As I sat there drinking more and more, the waitress never cleared his glass, even though he had obviously left.

Just as I was about to grab it, the bartender, this younger, kind of stand-offish (Polish) woman sweeps up and picks up the stein and puts it in the crook of her arm as she goes to get some other glasses.

"Wait," I was like, "Can I finish that?"

She just stopped and stared at me, then was like, "Okay," and put the beer in front me.

It was some kind of lambic, and tasted like raspberries.

Ten minutes later, the young bartender woman was back, and was like, "Here, I start to pour new keg and it is no good," and she put a small, very foamy mug of beer in front of me.

I tasted the beer, and it was sour and awful, and I drank it.

Monday, December 17, 2012

Cop corruption story.

The Mexican guy who kept buying me beers a few weeks ago was telling me about how cops shook him and his friend down last year.

They had left some bars and picked up a 6-pack and were driving home, and the cop pulled them over.

"If this is your 1st time," the cop said to the guy's friend, who was driving, "I'll let you go, if you go straight home."

The guy promised it was, and the cop ran his license, and let him go.

When they got home, the guy checked his wallet, and all his money (like $180) was gone... He had been drunk and handed over his entire wallet to the cop when the cop asked for his license, and the cop had tooken the cash.

Overall, the guy got off cheap since a DUI would have been much more expensive, and the cop knew that if he got the money, he'd make something and the guy couldn't or wouldn't complain.

Then, I told the Mexican guy about my one lawyer friend from Missouri's neighbor who's a swinger and f*cks all the cops and firemen and who gets away with stuff b/c the cops won't file anything on her, like the time I called the police on her after she drunkenly destroyed a neighbor's glass door by pounding on it with her fist.

Sunday, December 16, 2012

Bar developments (2 of 2): New Bar Lows.

That night that I hit up all the Korean bars, I discovered the city's only Mongolian karaoke bar (that I know of - yet!).

It was in a row of Korean restaurant-bars (Koreans love bars in restaurants, where you eat food with friends and maybe sometimes get a drink), and was in what I was told was a Korean karaoke lounge where all "the old Koreans" go and get drunk with their bartender friend who owns the place.

So, I walked next door, and on the door is the words "Mongol Karaoke", with Mongol in Cyrillic.

But, I step inside, and it's a typical karaoke lounge, with an older (female) bartender, and like a mixed crowd of 5 clients sitting at the bar, with one of them holding a microphone and singing while looking at the karaoke screen hanging over an empty stage.
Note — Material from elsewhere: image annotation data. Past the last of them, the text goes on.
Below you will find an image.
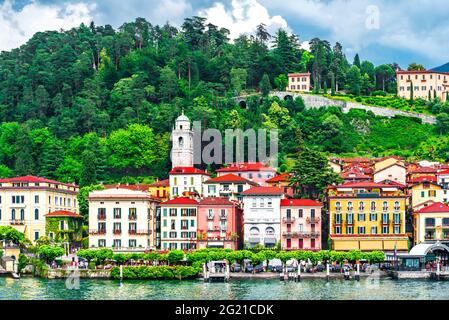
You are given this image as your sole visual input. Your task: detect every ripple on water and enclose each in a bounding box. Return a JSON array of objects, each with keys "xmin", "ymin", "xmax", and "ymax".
[{"xmin": 0, "ymin": 278, "xmax": 449, "ymax": 300}]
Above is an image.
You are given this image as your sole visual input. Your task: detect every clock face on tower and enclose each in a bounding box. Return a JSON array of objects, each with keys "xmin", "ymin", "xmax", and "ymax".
[{"xmin": 171, "ymin": 113, "xmax": 193, "ymax": 168}]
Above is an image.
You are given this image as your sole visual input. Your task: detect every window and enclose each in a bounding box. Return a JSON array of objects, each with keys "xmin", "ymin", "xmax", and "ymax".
[
  {"xmin": 114, "ymin": 208, "xmax": 122, "ymax": 219},
  {"xmin": 335, "ymin": 213, "xmax": 342, "ymax": 224}
]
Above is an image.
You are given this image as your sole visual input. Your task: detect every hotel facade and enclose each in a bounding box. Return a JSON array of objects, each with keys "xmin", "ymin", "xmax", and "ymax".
[
  {"xmin": 328, "ymin": 182, "xmax": 408, "ymax": 251},
  {"xmin": 0, "ymin": 176, "xmax": 79, "ymax": 242}
]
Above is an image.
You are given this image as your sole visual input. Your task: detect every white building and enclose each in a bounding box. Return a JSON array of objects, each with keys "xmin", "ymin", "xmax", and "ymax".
[
  {"xmin": 0, "ymin": 176, "xmax": 79, "ymax": 242},
  {"xmin": 242, "ymin": 187, "xmax": 284, "ymax": 247},
  {"xmin": 89, "ymin": 188, "xmax": 159, "ymax": 252},
  {"xmin": 204, "ymin": 174, "xmax": 259, "ymax": 201}
]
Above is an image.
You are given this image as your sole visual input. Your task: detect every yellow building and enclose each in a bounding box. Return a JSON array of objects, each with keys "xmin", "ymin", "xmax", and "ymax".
[
  {"xmin": 413, "ymin": 202, "xmax": 449, "ymax": 245},
  {"xmin": 328, "ymin": 181, "xmax": 408, "ymax": 251},
  {"xmin": 409, "ymin": 181, "xmax": 444, "ymax": 210},
  {"xmin": 0, "ymin": 176, "xmax": 79, "ymax": 241}
]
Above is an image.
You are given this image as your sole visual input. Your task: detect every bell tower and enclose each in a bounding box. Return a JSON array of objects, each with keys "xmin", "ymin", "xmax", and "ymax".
[{"xmin": 171, "ymin": 111, "xmax": 193, "ymax": 168}]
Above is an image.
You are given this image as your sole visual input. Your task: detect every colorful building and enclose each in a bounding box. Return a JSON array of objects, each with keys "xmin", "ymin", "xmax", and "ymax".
[
  {"xmin": 328, "ymin": 182, "xmax": 408, "ymax": 251},
  {"xmin": 413, "ymin": 202, "xmax": 449, "ymax": 245},
  {"xmin": 89, "ymin": 188, "xmax": 160, "ymax": 252},
  {"xmin": 242, "ymin": 187, "xmax": 284, "ymax": 247},
  {"xmin": 160, "ymin": 197, "xmax": 198, "ymax": 251},
  {"xmin": 149, "ymin": 179, "xmax": 170, "ymax": 201},
  {"xmin": 267, "ymin": 173, "xmax": 295, "ymax": 197},
  {"xmin": 0, "ymin": 176, "xmax": 79, "ymax": 242},
  {"xmin": 408, "ymin": 178, "xmax": 444, "ymax": 210},
  {"xmin": 217, "ymin": 162, "xmax": 277, "ymax": 187},
  {"xmin": 281, "ymin": 199, "xmax": 323, "ymax": 250},
  {"xmin": 287, "ymin": 72, "xmax": 310, "ymax": 92},
  {"xmin": 198, "ymin": 197, "xmax": 243, "ymax": 250},
  {"xmin": 396, "ymin": 70, "xmax": 449, "ymax": 101},
  {"xmin": 204, "ymin": 173, "xmax": 259, "ymax": 201},
  {"xmin": 45, "ymin": 210, "xmax": 83, "ymax": 251}
]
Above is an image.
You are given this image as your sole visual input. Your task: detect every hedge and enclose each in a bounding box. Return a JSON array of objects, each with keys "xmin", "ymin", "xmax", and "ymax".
[{"xmin": 111, "ymin": 266, "xmax": 201, "ymax": 280}]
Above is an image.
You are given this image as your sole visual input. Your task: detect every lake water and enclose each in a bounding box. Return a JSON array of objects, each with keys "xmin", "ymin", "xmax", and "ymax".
[{"xmin": 0, "ymin": 278, "xmax": 449, "ymax": 300}]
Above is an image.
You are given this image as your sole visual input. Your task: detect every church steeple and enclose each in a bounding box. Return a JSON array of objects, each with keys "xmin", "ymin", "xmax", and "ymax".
[{"xmin": 171, "ymin": 109, "xmax": 193, "ymax": 168}]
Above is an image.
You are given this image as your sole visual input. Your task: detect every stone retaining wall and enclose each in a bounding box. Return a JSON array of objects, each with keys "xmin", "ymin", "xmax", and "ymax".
[{"xmin": 270, "ymin": 92, "xmax": 437, "ymax": 124}]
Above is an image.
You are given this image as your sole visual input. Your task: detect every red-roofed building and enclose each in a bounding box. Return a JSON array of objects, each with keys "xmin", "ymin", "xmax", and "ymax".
[
  {"xmin": 45, "ymin": 210, "xmax": 83, "ymax": 252},
  {"xmin": 204, "ymin": 173, "xmax": 259, "ymax": 201},
  {"xmin": 217, "ymin": 162, "xmax": 277, "ymax": 186},
  {"xmin": 242, "ymin": 187, "xmax": 284, "ymax": 247},
  {"xmin": 198, "ymin": 197, "xmax": 243, "ymax": 250},
  {"xmin": 267, "ymin": 173, "xmax": 295, "ymax": 197},
  {"xmin": 281, "ymin": 199, "xmax": 323, "ymax": 251},
  {"xmin": 160, "ymin": 197, "xmax": 199, "ymax": 251},
  {"xmin": 169, "ymin": 167, "xmax": 210, "ymax": 199},
  {"xmin": 0, "ymin": 176, "xmax": 79, "ymax": 242},
  {"xmin": 413, "ymin": 202, "xmax": 449, "ymax": 245}
]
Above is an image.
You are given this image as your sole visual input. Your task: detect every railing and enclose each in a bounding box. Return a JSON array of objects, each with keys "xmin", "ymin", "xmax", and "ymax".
[
  {"xmin": 89, "ymin": 229, "xmax": 106, "ymax": 235},
  {"xmin": 9, "ymin": 220, "xmax": 25, "ymax": 226},
  {"xmin": 306, "ymin": 217, "xmax": 320, "ymax": 223}
]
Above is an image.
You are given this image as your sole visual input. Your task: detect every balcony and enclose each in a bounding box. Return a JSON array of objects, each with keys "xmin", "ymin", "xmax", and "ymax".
[
  {"xmin": 89, "ymin": 229, "xmax": 106, "ymax": 236},
  {"xmin": 282, "ymin": 217, "xmax": 296, "ymax": 223},
  {"xmin": 9, "ymin": 220, "xmax": 25, "ymax": 226},
  {"xmin": 306, "ymin": 217, "xmax": 320, "ymax": 223}
]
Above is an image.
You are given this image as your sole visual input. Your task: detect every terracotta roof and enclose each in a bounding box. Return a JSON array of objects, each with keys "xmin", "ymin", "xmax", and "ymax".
[
  {"xmin": 265, "ymin": 173, "xmax": 291, "ymax": 183},
  {"xmin": 415, "ymin": 202, "xmax": 449, "ymax": 213},
  {"xmin": 281, "ymin": 199, "xmax": 323, "ymax": 207},
  {"xmin": 161, "ymin": 197, "xmax": 198, "ymax": 205},
  {"xmin": 241, "ymin": 187, "xmax": 284, "ymax": 196},
  {"xmin": 149, "ymin": 179, "xmax": 170, "ymax": 187},
  {"xmin": 217, "ymin": 162, "xmax": 274, "ymax": 172},
  {"xmin": 103, "ymin": 183, "xmax": 150, "ymax": 191},
  {"xmin": 205, "ymin": 173, "xmax": 258, "ymax": 186},
  {"xmin": 199, "ymin": 198, "xmax": 235, "ymax": 206},
  {"xmin": 170, "ymin": 167, "xmax": 210, "ymax": 176},
  {"xmin": 409, "ymin": 176, "xmax": 437, "ymax": 183},
  {"xmin": 410, "ymin": 167, "xmax": 438, "ymax": 173},
  {"xmin": 331, "ymin": 181, "xmax": 397, "ymax": 188},
  {"xmin": 0, "ymin": 176, "xmax": 78, "ymax": 187},
  {"xmin": 45, "ymin": 210, "xmax": 82, "ymax": 218}
]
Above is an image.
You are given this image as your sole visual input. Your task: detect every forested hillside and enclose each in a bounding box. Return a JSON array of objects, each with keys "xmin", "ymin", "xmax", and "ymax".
[{"xmin": 0, "ymin": 17, "xmax": 449, "ymax": 185}]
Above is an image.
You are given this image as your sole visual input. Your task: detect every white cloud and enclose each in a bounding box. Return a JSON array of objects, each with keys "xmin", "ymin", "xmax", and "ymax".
[
  {"xmin": 259, "ymin": 0, "xmax": 449, "ymax": 61},
  {"xmin": 0, "ymin": 0, "xmax": 95, "ymax": 51},
  {"xmin": 199, "ymin": 0, "xmax": 290, "ymax": 39}
]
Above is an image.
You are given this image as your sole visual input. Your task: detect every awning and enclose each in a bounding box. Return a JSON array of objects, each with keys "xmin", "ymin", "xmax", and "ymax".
[
  {"xmin": 264, "ymin": 238, "xmax": 277, "ymax": 244},
  {"xmin": 248, "ymin": 237, "xmax": 260, "ymax": 243}
]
The bartender takes my order then disappears, then some woman starts singing karaoke and I can't tell who, and then suddenly the bartender reappears and drops off a bowl of peanuts in front of me and I thank her, and only when she nods do I noticed that she has the microphone and is singing, and that she knows the song so well that she went back behind the bar away from the TV screens, dropped off the peanuts, and thanked me with a nod, all while singing (and she had a great voice!) and not missing a beat.

I was impressed.

Later, I asked her why the place was called Mongol Karaoke, and she said that was just the back karaoke rooms that they rent out.

After a while, I got the story -

Some Mongolians used to drift in every now and then and do karaoke, and they'd complain that there weren't enough Mongolian songs.

So, the owner got a lot of karaoke CDs of Mongolian songs and put the name "Mongol Karaoke" on the door to corner that section of the karaoke market; the bread-and-butter of the place is still Koreans, but the Koreans know it's a Korean place and keep coming, and now the Mongolians are devoted to it, even though they usually come around on weekends.

Right after that, the bartender offered me the book and said I should sing, so I flipped through pages of Koreans songs (in that Korean alphabet) till I got to some English stuff, and I looked for a singer that would have international appeal.  I remembered that the Carpenters were big in Korea (or maybe Japan?) from a bio of them that I read, so I sang chose "Superstar".

The version was a knock-off, and I was flat, and halfway through the 1st verse, 4 of the 5 clients called it a night and left.